What do you teach at Cazenovia College?

I teach in the Business & Management Division and the Social & Behavioral Sciences Division. I’ve been teaching at Cazenovia College for 40 years.


What is your teaching philosophy?

I teach a variety of courses, so I’ve come across a variety of different learning styles. My philosophy is try to reach all of those different learning styles, and if I’m successful in doing that, I’ve helped the students achieve their potential. Many of our students here - as with any college - lack certain skills when they come in and watching them grow and nurturing them is what I think a college professor needs to do.


What is the best thing about your job?

The best thing about teaching, I think, is the students. I love my students. I’ve developed great relationships with them, especially after they graduate and mature into their careers. I often hear from them and they’re often very thankful for their education and whatever I’ve done that has helped them move into their careers.


Are you involved in any student activities or clubs?

I’m involved in a number of clubs.

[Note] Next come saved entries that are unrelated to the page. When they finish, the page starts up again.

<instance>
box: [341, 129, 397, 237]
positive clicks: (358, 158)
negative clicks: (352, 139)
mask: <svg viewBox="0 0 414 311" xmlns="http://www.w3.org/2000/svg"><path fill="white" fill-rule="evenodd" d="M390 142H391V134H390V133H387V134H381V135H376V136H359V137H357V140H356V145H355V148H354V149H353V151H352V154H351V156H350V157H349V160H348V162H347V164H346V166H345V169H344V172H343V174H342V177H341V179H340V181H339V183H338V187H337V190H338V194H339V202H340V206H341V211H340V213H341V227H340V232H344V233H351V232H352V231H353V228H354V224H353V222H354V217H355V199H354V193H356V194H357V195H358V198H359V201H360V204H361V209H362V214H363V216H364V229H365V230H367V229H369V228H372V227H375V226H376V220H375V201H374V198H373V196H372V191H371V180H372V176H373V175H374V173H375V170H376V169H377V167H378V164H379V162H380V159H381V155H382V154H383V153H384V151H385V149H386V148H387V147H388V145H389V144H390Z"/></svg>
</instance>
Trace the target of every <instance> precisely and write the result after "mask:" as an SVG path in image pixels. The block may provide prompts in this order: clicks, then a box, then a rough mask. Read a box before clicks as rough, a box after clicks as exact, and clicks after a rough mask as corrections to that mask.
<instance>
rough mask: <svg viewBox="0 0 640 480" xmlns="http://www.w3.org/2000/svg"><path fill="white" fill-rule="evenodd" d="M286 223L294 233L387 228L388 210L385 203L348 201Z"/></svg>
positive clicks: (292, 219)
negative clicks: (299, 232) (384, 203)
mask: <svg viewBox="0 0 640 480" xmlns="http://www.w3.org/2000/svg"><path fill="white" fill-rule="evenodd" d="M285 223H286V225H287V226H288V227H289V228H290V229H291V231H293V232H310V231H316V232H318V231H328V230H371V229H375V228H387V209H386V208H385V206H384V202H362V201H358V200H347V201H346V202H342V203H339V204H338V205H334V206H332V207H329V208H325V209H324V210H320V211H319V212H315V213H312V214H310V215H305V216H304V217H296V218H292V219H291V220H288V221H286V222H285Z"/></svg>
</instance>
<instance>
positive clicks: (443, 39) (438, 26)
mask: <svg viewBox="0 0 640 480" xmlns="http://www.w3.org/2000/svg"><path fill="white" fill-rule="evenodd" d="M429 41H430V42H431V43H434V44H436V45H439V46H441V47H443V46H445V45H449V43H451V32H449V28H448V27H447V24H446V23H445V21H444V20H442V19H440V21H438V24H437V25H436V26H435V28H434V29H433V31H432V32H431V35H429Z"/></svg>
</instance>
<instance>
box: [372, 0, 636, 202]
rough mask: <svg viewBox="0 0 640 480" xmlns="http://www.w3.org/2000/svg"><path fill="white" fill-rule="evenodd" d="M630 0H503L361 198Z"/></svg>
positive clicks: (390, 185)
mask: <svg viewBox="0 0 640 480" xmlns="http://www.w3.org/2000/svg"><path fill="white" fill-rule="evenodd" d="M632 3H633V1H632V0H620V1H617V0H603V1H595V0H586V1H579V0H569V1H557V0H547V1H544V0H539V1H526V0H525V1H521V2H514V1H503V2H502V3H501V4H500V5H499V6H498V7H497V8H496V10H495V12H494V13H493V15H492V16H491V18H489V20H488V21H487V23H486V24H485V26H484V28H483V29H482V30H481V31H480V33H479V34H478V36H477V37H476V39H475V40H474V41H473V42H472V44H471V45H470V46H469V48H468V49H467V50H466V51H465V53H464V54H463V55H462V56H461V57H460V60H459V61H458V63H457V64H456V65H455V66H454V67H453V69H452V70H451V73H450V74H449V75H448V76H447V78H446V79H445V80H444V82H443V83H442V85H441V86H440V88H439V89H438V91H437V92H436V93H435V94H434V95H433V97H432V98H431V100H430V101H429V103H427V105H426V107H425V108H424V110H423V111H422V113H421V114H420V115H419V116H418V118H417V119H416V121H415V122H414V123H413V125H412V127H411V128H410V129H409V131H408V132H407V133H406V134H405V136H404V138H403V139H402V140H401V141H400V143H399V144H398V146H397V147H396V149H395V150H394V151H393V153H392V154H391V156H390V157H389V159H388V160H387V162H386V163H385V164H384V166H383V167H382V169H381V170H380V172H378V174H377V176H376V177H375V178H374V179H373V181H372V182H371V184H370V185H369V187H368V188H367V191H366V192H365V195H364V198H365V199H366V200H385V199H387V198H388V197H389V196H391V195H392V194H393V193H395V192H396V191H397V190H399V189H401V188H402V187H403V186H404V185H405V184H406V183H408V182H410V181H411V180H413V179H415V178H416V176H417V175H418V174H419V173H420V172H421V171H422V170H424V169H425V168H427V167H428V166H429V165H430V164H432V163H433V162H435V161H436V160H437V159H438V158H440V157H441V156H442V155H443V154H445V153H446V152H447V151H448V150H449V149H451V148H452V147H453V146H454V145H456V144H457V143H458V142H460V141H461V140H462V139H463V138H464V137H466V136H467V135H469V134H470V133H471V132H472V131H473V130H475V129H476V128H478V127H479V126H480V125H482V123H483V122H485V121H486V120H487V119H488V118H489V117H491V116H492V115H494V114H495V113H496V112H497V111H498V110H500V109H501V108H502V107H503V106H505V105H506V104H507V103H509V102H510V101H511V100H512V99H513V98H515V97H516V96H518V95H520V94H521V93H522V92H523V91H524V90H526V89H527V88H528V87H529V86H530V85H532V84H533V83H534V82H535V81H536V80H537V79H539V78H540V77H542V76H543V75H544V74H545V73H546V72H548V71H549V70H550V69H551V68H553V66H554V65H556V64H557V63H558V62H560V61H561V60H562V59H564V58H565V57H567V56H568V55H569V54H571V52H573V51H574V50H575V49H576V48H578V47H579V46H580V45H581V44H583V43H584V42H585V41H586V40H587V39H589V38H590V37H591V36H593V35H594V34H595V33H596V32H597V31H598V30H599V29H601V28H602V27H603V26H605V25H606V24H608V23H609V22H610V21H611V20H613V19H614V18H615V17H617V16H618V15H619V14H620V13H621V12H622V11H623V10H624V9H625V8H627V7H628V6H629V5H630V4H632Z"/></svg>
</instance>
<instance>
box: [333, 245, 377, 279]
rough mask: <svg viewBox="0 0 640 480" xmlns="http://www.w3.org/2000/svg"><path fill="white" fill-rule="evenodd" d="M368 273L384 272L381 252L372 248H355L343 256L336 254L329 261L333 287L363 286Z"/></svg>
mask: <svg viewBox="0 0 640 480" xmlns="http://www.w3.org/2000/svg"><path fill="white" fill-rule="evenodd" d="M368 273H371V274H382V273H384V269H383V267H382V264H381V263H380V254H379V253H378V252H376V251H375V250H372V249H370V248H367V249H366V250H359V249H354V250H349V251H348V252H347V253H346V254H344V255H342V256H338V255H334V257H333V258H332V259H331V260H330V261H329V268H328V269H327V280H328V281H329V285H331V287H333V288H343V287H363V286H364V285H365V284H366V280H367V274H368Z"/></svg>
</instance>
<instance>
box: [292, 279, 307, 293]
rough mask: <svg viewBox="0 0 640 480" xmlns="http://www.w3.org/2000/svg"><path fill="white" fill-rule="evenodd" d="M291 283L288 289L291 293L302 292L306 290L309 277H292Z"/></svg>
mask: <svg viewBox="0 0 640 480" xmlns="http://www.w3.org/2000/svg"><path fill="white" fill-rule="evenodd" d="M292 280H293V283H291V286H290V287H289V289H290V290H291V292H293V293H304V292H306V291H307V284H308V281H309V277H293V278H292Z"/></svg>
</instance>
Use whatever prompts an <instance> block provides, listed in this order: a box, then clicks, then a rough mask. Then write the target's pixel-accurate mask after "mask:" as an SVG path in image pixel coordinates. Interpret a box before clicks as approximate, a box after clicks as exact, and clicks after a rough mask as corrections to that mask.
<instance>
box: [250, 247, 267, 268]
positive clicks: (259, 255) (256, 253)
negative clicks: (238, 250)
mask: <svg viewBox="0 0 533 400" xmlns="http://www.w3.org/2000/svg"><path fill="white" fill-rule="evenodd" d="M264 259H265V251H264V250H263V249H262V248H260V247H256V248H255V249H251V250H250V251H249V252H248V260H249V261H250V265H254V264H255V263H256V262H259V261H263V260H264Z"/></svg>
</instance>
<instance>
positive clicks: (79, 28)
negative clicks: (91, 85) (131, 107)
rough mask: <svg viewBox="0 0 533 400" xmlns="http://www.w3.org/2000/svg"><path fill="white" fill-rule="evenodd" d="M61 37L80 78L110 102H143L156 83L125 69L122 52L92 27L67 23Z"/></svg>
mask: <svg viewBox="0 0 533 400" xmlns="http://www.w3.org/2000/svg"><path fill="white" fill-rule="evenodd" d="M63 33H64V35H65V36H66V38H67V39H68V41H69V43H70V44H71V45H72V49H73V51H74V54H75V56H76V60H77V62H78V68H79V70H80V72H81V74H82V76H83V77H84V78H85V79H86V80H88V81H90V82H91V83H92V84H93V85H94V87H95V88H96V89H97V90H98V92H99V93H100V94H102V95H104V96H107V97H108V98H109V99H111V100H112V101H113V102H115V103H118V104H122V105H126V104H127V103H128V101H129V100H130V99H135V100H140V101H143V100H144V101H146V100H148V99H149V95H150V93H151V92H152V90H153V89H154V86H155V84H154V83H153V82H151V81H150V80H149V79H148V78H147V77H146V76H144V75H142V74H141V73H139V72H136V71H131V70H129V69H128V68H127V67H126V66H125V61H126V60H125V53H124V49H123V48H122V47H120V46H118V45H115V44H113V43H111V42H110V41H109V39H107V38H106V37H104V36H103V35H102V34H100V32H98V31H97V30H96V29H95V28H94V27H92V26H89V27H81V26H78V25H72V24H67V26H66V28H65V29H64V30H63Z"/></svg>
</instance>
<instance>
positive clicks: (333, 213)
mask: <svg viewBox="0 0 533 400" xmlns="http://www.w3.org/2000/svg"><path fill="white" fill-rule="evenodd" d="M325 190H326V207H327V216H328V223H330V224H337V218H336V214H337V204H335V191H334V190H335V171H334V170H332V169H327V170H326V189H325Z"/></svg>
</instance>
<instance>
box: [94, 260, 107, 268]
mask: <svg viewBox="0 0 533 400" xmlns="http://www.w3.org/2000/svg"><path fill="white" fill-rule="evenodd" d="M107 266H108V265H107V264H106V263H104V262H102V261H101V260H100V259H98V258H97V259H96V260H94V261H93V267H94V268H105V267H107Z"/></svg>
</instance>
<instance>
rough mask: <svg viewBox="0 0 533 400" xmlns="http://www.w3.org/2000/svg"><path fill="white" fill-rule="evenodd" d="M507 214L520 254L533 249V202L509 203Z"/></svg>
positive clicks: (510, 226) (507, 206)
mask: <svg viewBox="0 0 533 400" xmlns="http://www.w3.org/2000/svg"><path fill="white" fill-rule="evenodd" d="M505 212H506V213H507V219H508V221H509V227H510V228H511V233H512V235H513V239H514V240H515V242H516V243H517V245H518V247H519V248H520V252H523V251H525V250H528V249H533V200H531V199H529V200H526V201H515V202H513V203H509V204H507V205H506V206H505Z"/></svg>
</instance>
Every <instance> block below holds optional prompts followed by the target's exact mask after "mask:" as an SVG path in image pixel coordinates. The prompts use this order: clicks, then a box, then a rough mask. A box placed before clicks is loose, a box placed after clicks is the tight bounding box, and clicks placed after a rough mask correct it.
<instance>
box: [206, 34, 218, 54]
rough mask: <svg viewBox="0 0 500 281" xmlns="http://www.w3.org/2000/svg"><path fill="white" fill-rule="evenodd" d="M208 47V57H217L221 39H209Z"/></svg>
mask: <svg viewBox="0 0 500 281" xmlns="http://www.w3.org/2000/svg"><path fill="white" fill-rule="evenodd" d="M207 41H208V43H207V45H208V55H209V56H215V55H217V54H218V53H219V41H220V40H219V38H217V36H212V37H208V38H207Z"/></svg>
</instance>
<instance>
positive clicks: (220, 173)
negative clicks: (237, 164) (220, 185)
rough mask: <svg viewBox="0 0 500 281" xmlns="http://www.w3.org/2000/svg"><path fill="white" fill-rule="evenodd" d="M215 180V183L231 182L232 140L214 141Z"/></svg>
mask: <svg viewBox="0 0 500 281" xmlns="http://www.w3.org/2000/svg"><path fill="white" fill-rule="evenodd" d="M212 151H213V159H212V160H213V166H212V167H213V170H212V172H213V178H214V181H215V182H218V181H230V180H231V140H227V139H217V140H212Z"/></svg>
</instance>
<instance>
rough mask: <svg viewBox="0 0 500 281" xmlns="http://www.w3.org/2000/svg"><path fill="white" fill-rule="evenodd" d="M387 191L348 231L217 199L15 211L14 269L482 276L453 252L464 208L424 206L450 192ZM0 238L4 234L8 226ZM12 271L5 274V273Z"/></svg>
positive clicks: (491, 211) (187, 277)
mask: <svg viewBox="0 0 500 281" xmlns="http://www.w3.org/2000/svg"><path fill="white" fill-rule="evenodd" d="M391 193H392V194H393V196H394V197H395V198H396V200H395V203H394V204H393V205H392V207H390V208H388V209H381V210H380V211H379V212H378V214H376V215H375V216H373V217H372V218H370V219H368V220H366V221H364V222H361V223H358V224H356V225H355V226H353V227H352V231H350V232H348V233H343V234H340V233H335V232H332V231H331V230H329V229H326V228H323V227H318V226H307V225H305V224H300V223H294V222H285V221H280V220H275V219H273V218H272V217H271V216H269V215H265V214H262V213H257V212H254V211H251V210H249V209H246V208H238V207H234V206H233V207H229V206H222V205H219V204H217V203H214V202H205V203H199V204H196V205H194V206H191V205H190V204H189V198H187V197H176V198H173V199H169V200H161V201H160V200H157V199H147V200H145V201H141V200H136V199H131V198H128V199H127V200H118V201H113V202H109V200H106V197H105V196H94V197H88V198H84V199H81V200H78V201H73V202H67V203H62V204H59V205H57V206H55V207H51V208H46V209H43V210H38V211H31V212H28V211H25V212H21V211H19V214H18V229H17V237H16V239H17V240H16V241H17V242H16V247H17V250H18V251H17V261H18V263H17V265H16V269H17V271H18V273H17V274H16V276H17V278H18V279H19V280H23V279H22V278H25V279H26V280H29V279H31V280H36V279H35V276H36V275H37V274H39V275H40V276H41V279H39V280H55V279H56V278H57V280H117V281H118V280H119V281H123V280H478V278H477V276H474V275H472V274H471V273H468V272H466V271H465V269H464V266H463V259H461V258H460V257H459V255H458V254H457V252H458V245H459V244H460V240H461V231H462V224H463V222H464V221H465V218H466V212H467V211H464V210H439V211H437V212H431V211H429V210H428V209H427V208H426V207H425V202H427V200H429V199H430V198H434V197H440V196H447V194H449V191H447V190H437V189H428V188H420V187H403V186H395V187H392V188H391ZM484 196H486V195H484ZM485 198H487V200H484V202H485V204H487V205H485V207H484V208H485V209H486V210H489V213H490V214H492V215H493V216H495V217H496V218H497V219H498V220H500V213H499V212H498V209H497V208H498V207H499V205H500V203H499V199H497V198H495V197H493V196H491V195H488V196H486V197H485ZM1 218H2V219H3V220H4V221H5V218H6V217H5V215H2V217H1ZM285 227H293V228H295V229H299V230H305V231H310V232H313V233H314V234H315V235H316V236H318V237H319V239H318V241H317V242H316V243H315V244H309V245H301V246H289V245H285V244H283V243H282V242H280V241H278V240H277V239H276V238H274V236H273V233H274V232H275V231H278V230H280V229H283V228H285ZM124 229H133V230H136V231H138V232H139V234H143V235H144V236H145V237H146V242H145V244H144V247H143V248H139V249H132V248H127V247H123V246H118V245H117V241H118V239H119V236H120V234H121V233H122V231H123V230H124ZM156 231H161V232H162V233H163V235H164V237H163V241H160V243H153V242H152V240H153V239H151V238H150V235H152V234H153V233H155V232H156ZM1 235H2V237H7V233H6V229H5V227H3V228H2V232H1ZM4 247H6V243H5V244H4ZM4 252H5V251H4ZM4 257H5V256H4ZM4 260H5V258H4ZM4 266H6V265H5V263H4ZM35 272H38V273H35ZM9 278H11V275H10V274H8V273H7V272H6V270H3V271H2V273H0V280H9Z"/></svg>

The Business Program has the Business Club, the Management Program has the Management Club – both of which I’m the advisor for. We also have an outreach program and that’s my favorite one. At Christmas time, we collect toys and clothing for people who may need them. I try to have an outreach-type club and academic clubs as well.


How do you keep students engaged and motivated?

I have a variety of methods that I use in teaching. I don’t teach the same class the same way every time. I believe in the “game theory,” so I try to make my classes more or less like a game. Students seem to respond well to that. Some courses it works, some courses it doesn’t work, but the courses that it really does work for are great because students really are engaged.


Advice to Future Students

Think very carefully about the field you’re ready to enter. Pick your field wisely and follow your curriculum path and whatever your professors are telling you to do. If you change your mind midway through your courses, that’s okay. I try to encourage students that if you think you want to work in business, but you find out that business isn’t for you, don’t be afraid to say, “It’s not for me,” and find something else.